Uneinigkeit über Bundeswehr-Einsatz in der Straße von Hormus
Die Regierungskoalition zeigt sich uneinig über eine mögliche Beteiligung der Bundeswehr an einer internationalen Marinemission in der Straße von Hormus. Der CDU-Verteidigungspolitiker Bastian Ernst äußerte sich offen für einen Einsatz im internationalen Kontext.
Position der CDU
Bastian Ernst erklärte gegenüber der „Welt“,dass die Huthi-Miliz im Jemen ihre Angriffe auf die zivile Schifffahrt im Roten Meer beendet habe,wodurch die EU-Mission Aspides an Bedeutung verloren habe. Dies könnte sich jedoch ändern, sollten die Huthis aus Solidarität mit dem iran ihre Angriffe wieder aufnehmen.
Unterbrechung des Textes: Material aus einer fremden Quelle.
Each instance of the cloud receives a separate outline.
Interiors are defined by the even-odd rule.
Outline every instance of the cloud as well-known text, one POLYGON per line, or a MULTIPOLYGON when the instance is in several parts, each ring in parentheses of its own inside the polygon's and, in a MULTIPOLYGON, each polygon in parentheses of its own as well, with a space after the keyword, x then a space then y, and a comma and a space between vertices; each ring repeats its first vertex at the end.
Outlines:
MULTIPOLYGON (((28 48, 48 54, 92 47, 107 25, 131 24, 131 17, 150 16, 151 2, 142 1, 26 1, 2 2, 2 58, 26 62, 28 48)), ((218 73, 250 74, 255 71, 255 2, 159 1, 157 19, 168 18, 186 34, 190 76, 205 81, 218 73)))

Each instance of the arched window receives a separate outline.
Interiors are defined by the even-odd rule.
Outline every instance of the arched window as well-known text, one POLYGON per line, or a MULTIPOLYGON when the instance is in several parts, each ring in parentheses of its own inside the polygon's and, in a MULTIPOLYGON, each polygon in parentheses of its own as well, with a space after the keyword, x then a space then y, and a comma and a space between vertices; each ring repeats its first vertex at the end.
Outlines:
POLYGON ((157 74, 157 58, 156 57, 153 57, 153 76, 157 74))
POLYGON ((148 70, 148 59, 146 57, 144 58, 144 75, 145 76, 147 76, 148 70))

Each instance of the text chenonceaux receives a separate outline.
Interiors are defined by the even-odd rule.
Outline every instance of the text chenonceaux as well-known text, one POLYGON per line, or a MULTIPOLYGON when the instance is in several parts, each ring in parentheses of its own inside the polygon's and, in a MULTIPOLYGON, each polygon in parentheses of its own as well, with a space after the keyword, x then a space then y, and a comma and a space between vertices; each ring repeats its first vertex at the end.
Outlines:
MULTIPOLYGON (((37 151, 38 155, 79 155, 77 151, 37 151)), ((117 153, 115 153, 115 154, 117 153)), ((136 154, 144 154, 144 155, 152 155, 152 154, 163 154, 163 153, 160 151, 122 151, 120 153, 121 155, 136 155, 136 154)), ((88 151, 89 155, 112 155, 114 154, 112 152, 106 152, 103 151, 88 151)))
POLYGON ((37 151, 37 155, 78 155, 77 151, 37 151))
Ernst betonte die Notwendigkeit, dass Deutschland vorbereitet sein müsse und mit internationalen Partnern Planungen und Beiträge abstimmen solle. Der Bundestag habe ein Mandat mit einer Obergrenze von 350 Soldaten erteilt, was zur Entsendung einer Fregatte oder eines Seefernaufklärers ausreiche.
Position der SPD
Der außenpolitische Sprecher der SPD-Fraktion, Adis Ahmetovic, lehnte eine Beteiligung der Bundeswehr ab. Er betonte, dass der Angriff völkerrechtlich nicht gedeckt sei und die Risiken für die regionale Stabilität sowie die europäische Sicherheit im Widerspruch zu deutschen interessen stünden. Ahmetovic forderte, dass die Bundesregierung das Völkerrecht als Fundament deutschen außenpolitischen Handelns beibehalten solle.
Aktuelle Entwicklungen
Die SPD sieht sich in ihrer ablehnenden Haltung durch die aktuellen Entwicklungen im Iran-Krieg bestärkt. Ahmetovic kritisierte widersprüchliche Signale aus der Trump-Governance und der israelischen Regierung, die die Lage undurchsichtig machten. Er empfahl, den Fokus auf diplomatische Bemühungen mit der EU, den Golfstaaten und der Türkei zu legen, um den Krieg schnellstmöglich zu beenden. Andernfalls drohten negative Folgen für die Region und die Weltwirtschaft.